Monday, Apr. 12, 1954

Theologian Upstream

Swiss Theologian Karl Barth, 67, has given modern Protestants a lot to think about. In the '20s, almost singlehanded, Barth took Luther and Calvin down from the dusty bookshelves where liberal Protestants had put them, and roughly recalled theologians everywhere to some fundamentals./- In the '30s, Barth was one of the first European churchmen to attack the Nazis. But since the late '40s, Barth has played a different kind of role. In the political and spiritual battle of Communism and the democracies, he has become Europe's most respected Christian preacher of neutralism.

This week, in a book called Against the Stream (Philosophical Library; $3.75), a collection of Barth's recent writings, largely on church and state problems, appeared in the U.S. The book clarifies Earth's political position and partly explains its connection with his rigid theology, with which U.S. theologians, be they as "neo-orthodox" as Barth himself, increasingly disagree. By what he says, Neutralist Barth marks himself as actually an indiscriminate "participationist." The essence of his church-state philosophy: the church must participate in the affairs of any state, Communist or not. "The State," says Barth, "is not a product of sin, but one of the constants of divine Providence."

Thin Ice. Barth's pessimism is enough to cast the optimistic reader into deepest depression. "Everything we see before us today." he writes, "is more or less polluted, diluted and devalued . . . Men were never good, are not good, and never will be good . . . The morality of modern civilized man has turned out to be a terribly thin covering of ice over a sea of primitive barbarity . . . There is no doubt but that in recent years the whole conception of a Christian civilization in the West has been pitilessly exposed as an illusion--not least in the eyes of the heathen and Mohammedan world."

With these sorry foundations under them, can Christians hope to build any systems of just governance? Barth doubts it. He first makes the point that, since every political system has some elements of good and evil in it, there is really not much to choose between them all. Continues Earth: "Something of God's wisdom and patience (though it may be only a reasonable traffic regulation!) will be revealed by even the worst political system. It has often been observed, and rightly, that the 'government' of whose divine institution the Apostle Paul spoke* was the 'State' of Emperor Nero . . ."

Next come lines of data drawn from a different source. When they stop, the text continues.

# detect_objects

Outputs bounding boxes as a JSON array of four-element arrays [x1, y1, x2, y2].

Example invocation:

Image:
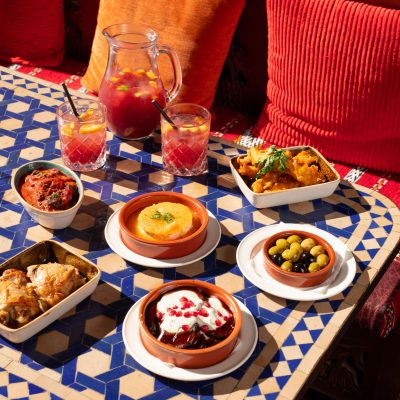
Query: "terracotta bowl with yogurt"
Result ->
[[139, 279, 242, 369], [119, 192, 208, 259]]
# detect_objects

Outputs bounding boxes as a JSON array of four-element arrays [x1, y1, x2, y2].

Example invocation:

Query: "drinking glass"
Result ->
[[56, 99, 106, 171], [161, 103, 211, 176]]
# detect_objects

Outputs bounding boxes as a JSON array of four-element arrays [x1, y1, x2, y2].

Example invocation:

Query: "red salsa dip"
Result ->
[[19, 168, 78, 211]]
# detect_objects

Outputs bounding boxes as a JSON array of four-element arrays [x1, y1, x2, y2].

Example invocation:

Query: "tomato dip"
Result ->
[[19, 168, 78, 211]]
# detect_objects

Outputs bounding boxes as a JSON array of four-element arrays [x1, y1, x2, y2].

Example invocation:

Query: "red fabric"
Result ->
[[257, 0, 400, 172], [357, 254, 400, 337], [0, 0, 64, 66]]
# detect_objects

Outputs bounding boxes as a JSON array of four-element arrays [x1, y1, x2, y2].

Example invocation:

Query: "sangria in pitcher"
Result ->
[[99, 24, 182, 139]]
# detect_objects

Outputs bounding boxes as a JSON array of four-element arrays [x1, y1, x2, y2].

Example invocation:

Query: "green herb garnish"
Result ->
[[150, 211, 175, 223], [117, 85, 129, 92], [256, 146, 288, 179]]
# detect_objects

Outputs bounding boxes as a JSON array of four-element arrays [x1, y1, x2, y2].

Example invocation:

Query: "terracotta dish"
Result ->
[[263, 231, 336, 287], [139, 279, 242, 368], [119, 192, 208, 258]]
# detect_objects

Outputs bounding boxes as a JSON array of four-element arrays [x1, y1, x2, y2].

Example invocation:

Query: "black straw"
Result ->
[[61, 82, 79, 118], [151, 100, 178, 129]]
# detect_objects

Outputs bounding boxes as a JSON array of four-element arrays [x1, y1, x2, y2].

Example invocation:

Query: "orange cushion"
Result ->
[[0, 0, 64, 67], [257, 0, 400, 172], [82, 0, 244, 107]]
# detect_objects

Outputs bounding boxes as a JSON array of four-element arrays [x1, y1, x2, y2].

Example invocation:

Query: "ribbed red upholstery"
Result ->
[[257, 0, 400, 172], [0, 0, 64, 66]]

A Mad Mixture. "The Church," Barth repeats, "cannot ally itself with any political system, old or new, for better or for worse, just as it cannot oppose any system unconditionally." What about new political systems, e.g., Communism? Barth has his own question for that: "Can a new political system arise without the Christian Church asking itself how, with what fresh insight and strength, it can make a new and better appeal to men in the new situation?"

Theologian Barth has consistently urged that Christians in Communist countries come to terms with the new regimes. The churches should accept restrictions on them as "penance," protesting only when some really flagrant state violation of their rights as Christians occurs. As for ideology: "The Church can never defend and proclaim--or even attack--abstract norms, ideals, historical laws and sociopolitical ideologies as such ... It cannot make itself responsible either for any ism or for rejecting it."

Equipped with this kind of reasoning in the '50s, why did Karl Barth come out so boldly against the Nazis in the '30s and after? His answer: "Naziism . . . was a mixture of madness and crime in which there was no trace of reason." Barth seems to think that Communism is different, and, like other European neutralists, he is fond of the old balancing act equating Russian Communist "materialism" with U.S. capitalist "materialism." The evils of Communist living, furthermore, are all too apparent to Barth from where he sits in Western Europe. Only "a few Western European Communists," he says, would seriously consider the Soviet way of life.

Professors' Textbooks. Never averse to minority positions, Barth feels that church denunciations of Communism would be superfluous. Says he: "When the Church witnesses, it moves in fear and trembling, not with the stream but against it ... Must the Church then move with the stream and side with America and the Vatican, merely because somewhere in the textbooks of its professors--ever since 1934--it has rightly been said that 'totalitarianism' is a dreadful thing? . . . The Church ought to stand quietly aloof from the present conflict and not let off all its guns before it is necessary, but wait calmly to see whether the situation will grow serious again . . ." So last week Karl Barth waited in his comfortable study in Basel, working on his magnum opus in theology, Dogmatics, still unconvinced that Communism is the "temptation" that Hitlerism was, still finding it hard to see any real qualitative differences between the Soviets and those rascally old American capitalists.

/- Among them: Calvin's doctrine of the essential evil in human nature, and Luther's doctrine that man can justify himself only by faith in Christ, not through good deeds.

* Romans 13:1: Let every soul be subject unto the higher powers. For there is no power but of God: the powers that be are ordained of God.